A. Fishycookies! and cream and custard and fishycookies and whatever else I can scrounge.

Q. Is there a Mrs Muffin in your life?

A. No, but there is Pooty Applewater although she is kind of grumpy. 

Pooty Applewater

Q. I always feel motivated when I see you, what is your secret?

A. Fishycookies…. lots of sleep and a clean foot.

That reminds me. I must wash my foot.

Talking about motivation. Muffin was the star of a series of motivational memes and would like to share some of his favourites.
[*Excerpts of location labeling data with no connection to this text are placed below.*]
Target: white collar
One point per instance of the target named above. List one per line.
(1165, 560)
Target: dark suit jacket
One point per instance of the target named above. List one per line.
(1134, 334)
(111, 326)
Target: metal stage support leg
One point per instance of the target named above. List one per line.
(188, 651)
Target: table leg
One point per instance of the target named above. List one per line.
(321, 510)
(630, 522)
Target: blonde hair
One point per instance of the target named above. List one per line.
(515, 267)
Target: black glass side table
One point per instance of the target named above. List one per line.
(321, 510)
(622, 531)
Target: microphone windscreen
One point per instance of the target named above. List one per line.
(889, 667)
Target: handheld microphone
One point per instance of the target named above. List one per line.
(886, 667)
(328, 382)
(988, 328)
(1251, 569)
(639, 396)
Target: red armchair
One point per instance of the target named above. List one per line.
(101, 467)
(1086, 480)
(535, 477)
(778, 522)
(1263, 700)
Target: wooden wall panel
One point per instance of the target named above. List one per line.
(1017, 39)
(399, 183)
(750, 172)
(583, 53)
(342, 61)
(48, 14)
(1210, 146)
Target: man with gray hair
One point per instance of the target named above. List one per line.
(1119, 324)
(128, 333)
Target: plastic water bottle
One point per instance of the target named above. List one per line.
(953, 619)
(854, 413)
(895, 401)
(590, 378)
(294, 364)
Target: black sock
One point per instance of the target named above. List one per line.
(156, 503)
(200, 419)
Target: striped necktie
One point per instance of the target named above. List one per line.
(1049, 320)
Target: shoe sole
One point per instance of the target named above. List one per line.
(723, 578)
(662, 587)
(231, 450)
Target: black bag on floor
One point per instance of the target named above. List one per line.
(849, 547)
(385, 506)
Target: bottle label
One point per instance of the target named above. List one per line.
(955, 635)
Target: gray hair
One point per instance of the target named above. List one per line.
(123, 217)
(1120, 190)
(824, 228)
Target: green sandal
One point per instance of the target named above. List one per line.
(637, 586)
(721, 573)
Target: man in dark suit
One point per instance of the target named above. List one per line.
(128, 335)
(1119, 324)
Unfortunately Dokes the cat crossed the rainbow bridge in June 2014, and he will be remembered with fondness by all who knew him. Read our tribute at Rest in Peace Dokes

Muffin would like to remind everybody that it will soon be winter

Muffin is no follower of fashion, although he does have his favourite no name wardrobe items.

And of course during this period of lockdown and social distancing…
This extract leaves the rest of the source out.